If you worry that no one cares about you now that you are old and failing, find times to surround yourself with friends and family to give you the message of how much they care and to celebrate with them what your life has been about. Many years ago, when I was a young rabbi preparing to officiate at my first funeral (and only the third one at which I had been present), an older colleague gave me a valuable piece of advice. He told me, “Every life is a unique story, one that has never happened before. Your task as a eulogizer is to find that unique dimension and build your eulogy around it, so that friends and family will have that to remember.”

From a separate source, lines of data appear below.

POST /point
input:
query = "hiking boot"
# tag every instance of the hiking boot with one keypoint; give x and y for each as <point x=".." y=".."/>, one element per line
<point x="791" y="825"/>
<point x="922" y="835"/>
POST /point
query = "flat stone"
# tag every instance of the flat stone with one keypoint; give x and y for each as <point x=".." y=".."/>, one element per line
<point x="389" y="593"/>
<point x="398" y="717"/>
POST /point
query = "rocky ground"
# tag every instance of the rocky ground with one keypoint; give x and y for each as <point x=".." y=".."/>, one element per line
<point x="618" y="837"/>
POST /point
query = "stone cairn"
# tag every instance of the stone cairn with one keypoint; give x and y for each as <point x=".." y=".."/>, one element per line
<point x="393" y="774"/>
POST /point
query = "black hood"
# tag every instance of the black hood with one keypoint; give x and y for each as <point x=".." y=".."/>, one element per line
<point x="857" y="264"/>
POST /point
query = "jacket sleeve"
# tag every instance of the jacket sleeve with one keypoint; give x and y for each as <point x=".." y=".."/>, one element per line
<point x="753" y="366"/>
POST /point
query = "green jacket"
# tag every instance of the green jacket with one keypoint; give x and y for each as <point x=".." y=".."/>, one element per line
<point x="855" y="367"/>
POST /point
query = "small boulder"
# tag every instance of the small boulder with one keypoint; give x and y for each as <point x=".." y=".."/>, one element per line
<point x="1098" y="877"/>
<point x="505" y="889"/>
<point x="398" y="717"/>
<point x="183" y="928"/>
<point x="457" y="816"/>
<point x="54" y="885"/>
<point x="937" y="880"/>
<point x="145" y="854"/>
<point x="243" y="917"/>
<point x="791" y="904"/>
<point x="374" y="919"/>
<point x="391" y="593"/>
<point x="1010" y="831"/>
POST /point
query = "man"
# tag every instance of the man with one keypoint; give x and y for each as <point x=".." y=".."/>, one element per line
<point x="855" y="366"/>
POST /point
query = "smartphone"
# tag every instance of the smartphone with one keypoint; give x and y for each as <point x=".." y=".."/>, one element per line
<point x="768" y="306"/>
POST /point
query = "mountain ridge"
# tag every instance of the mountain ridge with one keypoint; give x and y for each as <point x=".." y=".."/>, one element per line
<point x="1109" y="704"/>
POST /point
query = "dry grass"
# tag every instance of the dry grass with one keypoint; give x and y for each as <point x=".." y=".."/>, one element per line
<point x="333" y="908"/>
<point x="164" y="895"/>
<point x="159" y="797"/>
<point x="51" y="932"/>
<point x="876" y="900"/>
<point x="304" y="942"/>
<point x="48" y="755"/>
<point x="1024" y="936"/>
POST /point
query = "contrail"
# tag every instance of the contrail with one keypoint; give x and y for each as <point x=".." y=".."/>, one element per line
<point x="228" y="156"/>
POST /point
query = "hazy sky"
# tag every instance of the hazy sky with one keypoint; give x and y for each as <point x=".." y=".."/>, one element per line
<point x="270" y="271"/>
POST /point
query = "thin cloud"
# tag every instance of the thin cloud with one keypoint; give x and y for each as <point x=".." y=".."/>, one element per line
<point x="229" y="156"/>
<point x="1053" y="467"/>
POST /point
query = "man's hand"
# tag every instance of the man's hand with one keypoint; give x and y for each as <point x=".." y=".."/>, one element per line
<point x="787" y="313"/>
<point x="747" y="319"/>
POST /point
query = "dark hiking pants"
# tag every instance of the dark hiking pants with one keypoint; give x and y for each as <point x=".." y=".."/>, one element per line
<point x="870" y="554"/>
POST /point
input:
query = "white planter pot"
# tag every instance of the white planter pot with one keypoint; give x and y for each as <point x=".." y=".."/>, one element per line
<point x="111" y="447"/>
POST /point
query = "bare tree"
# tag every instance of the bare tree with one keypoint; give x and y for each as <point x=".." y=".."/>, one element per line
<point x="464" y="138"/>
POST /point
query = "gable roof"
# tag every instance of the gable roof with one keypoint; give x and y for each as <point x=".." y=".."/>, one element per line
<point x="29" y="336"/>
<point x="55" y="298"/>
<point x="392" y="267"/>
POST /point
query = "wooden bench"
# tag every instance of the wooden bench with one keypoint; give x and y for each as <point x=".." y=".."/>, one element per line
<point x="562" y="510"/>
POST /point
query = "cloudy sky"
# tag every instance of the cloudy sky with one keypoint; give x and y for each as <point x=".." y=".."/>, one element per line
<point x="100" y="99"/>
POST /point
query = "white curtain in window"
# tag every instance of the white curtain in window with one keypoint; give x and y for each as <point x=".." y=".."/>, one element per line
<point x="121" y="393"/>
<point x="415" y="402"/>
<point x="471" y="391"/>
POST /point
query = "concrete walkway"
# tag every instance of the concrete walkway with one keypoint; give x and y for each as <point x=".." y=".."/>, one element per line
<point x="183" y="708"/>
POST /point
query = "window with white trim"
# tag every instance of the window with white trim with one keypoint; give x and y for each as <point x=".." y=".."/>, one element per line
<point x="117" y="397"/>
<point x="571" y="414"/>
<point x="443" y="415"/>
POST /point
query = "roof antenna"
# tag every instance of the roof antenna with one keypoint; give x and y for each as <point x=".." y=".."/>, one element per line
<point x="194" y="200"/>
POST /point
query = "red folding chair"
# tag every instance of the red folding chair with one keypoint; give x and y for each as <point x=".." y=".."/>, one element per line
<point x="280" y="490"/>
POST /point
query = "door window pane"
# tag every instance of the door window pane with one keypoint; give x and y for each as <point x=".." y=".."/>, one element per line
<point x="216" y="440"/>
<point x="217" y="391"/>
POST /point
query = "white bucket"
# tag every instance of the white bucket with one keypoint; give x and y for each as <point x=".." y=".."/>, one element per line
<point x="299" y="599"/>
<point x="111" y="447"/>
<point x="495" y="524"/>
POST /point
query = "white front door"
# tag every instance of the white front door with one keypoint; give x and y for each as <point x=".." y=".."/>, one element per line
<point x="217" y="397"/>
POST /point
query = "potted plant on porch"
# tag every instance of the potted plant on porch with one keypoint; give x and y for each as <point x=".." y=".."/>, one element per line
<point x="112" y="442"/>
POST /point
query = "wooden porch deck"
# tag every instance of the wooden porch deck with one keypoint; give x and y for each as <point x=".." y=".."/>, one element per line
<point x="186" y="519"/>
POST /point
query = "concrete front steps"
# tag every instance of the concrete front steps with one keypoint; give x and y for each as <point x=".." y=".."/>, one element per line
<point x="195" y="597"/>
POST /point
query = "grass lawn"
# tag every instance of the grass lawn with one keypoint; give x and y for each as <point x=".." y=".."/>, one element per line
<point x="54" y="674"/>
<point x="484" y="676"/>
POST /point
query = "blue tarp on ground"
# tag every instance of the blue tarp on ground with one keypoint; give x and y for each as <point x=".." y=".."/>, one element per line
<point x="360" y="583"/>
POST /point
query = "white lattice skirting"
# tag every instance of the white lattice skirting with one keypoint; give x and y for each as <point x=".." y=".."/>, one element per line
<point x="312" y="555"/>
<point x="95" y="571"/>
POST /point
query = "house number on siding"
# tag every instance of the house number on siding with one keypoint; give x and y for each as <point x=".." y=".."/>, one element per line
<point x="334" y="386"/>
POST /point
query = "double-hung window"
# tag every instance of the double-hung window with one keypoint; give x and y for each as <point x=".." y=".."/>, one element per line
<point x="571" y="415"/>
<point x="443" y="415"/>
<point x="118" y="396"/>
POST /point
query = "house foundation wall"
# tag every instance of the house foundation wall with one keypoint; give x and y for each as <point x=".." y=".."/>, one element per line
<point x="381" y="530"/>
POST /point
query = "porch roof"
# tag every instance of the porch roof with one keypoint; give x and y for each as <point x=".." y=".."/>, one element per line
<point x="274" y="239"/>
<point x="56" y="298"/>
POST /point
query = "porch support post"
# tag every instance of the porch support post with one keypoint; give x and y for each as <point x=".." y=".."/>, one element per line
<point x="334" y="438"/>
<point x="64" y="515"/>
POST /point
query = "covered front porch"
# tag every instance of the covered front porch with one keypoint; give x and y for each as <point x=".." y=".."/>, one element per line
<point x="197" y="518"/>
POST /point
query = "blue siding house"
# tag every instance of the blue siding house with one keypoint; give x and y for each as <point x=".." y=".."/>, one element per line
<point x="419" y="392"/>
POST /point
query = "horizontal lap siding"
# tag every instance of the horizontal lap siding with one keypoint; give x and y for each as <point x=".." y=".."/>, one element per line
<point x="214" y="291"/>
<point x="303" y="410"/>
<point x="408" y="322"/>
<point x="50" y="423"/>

When Thornton Wilder wrote his novel in an effort to make sense of the death of innocent people, he had them die when a bridge collapsed. Why did he have them die that way? Why not in a fire, an automobile accident, a plague, or at the hands of a violent murderer? Wilder may have been using the image of the fragile rope bridge over a chasm as a symbol of the precariousness of all of our lives. Whether we understand the bridge as carrying us to a better world or just taking us to tomorrow’s problems and possibilities, each of us every day is making his or her way across a shaky bridge, aware that something might happen to us at any moment but at the same time realizing that if all we can think about is the fear of falling, we will never get anywhere in our lives. Feel the fear but cross the bridge anyway.
Toward the end of the eighteenth century, one of the dominant personalities in the world of Eastern European Hasidic Judaism was a man named Rabbi Nachman of Bratzlay. He enchanted his followers with his enigmatic stories and sayings, many of which are pored over to this day by theologians and psychiatrists alike. One of his many sayings became a popular song in Israel several years ago at a particularly tense time in Israeli society. This whole world, he said, is nothing but a narrow bridge, and for those who would cross it, the most important thing is not to be afraid.
We too, the only creatures who live with the daily awareness of our mortality, may feel that we are called on to cross that narrow bridge every day of our lives. If we let ourselves be paralyzed by the fear of falling into the chasm, we will never get anywhere or achieve anything. It will be the fear of death, not the fact of death, that will rob our lives of meaning. For us, as for Rabbi Nachman’s disciples, the most important thing to remember is not to be afraid.